Wenn Sie auf diesem Blog sind, ist es, weil Sie die Avocado lieben: diese grüne und gelbe Frucht "macht die Welt verrückt" (eine Werbung von vor einiger Zeit) ist sicherlich ein Phänomen der Gewohnheit.
Gerade weil Kostüme und Modetrends heutzutage auch in der Küche eine große Rolle spielen: Seit die Köche als Fußballer bekannt sind, könnten Restaurants ihre Seele an den Teufel verkaufen, um einen weiteren Michelin-Stern zu ergattern.
So kommt es, dass eine Frucht, ja eine Steinfrucht, in der Lage ist, mit ihrer Cremigkeit zu umhüllen, den Geschmacksknospen die Schärfe des Peperonis und die Säure der Limette oder Zitrone Sie wird zum Protagonisten eines internationalen Streits, bei dem die Umweltschützer auf der einen Seite und die multinationalen Konzerne auf der anderen Seite als Gegner auftreten: wie man David gegen Goliath sagt.

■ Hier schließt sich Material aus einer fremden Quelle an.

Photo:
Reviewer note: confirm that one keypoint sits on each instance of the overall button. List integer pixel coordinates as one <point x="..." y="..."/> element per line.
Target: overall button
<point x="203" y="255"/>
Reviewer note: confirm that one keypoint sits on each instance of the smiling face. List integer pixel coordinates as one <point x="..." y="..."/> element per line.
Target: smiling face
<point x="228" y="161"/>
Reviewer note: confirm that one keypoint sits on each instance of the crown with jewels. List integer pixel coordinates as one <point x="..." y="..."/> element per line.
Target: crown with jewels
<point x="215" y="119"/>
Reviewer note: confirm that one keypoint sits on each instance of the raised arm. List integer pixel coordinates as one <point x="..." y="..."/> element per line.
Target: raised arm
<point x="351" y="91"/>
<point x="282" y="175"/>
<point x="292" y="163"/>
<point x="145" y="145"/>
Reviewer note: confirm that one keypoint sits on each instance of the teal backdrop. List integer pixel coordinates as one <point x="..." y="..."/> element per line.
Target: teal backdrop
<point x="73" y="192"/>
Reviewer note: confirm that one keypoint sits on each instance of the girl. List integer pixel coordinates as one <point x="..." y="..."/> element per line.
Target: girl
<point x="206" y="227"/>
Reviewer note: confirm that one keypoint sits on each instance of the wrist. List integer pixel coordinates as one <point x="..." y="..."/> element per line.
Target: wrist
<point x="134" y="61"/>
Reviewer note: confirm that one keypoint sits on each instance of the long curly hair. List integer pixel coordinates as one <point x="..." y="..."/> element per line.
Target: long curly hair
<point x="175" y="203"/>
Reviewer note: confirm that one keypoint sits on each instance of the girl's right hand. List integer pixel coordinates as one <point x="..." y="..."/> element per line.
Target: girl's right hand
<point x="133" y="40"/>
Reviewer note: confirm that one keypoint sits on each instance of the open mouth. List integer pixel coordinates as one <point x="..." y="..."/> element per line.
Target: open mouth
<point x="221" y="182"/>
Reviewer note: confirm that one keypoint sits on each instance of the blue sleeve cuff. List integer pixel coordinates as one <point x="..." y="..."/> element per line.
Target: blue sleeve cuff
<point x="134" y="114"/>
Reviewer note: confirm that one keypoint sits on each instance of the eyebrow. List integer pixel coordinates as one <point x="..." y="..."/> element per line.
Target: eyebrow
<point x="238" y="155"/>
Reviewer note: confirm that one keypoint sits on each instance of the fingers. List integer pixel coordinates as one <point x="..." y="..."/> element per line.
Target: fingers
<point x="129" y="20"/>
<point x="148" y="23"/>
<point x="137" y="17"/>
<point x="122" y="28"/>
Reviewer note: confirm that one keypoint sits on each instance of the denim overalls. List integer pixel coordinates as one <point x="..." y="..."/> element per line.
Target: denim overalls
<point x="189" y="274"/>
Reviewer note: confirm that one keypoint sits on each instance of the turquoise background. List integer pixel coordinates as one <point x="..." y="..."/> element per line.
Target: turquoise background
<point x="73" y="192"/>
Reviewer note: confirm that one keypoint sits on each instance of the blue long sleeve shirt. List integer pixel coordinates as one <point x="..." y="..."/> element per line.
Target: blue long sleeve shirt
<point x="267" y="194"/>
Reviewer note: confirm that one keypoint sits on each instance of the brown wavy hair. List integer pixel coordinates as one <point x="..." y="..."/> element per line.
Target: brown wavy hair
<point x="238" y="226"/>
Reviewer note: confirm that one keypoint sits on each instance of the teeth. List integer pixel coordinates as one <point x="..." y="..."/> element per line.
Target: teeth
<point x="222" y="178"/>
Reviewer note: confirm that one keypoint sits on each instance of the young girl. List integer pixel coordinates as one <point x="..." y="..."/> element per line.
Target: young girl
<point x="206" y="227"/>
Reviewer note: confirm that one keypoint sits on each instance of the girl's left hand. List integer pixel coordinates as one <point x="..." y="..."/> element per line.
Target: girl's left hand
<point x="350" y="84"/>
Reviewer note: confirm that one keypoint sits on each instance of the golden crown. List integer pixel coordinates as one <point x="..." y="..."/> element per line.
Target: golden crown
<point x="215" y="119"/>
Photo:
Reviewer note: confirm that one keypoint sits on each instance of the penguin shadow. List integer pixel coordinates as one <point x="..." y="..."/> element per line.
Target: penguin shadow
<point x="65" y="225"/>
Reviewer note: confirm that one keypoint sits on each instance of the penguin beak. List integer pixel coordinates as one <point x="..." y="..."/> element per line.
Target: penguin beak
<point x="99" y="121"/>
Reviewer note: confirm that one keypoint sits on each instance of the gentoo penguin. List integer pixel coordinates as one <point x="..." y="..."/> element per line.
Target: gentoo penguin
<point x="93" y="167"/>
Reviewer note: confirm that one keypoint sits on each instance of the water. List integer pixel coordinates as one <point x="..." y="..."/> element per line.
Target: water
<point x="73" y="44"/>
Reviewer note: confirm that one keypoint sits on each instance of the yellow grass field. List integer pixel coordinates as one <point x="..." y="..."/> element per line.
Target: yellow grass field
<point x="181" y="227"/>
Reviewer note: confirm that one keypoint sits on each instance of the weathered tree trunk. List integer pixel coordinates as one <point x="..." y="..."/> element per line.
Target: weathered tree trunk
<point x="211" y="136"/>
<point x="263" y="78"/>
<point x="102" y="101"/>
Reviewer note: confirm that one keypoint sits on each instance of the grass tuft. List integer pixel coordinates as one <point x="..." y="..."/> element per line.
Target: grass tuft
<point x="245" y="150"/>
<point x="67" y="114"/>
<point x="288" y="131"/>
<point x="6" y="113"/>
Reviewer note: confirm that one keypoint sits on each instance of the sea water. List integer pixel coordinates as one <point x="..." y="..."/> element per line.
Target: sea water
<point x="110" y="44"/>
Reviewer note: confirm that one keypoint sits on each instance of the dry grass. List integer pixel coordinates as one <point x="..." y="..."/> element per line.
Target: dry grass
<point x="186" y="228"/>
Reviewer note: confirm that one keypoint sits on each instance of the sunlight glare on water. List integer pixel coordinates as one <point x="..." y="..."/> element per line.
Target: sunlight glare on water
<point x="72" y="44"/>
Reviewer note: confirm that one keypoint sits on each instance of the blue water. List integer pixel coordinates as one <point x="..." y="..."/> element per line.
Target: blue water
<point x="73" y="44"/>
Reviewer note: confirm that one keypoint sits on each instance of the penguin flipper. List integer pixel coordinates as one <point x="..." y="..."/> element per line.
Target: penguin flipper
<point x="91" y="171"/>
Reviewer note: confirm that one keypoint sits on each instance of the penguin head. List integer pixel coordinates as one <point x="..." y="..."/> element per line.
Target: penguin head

Aber Davide hat Waffen, die, obwohl sie nicht übermäßig groß sind, sehr scharf sind, die sich bemerkbar machen und die öffentliche Meinung bewegen können, indem sie die arme Frucht verteufeln.
In Lateinamerika, vor allem in Chile und Peru, ist die Avocado das wahre grüne Gold, das ein paar skrupellose Großgrundbesitzer mit unglaublichen Einkünften in die Tasche stecken.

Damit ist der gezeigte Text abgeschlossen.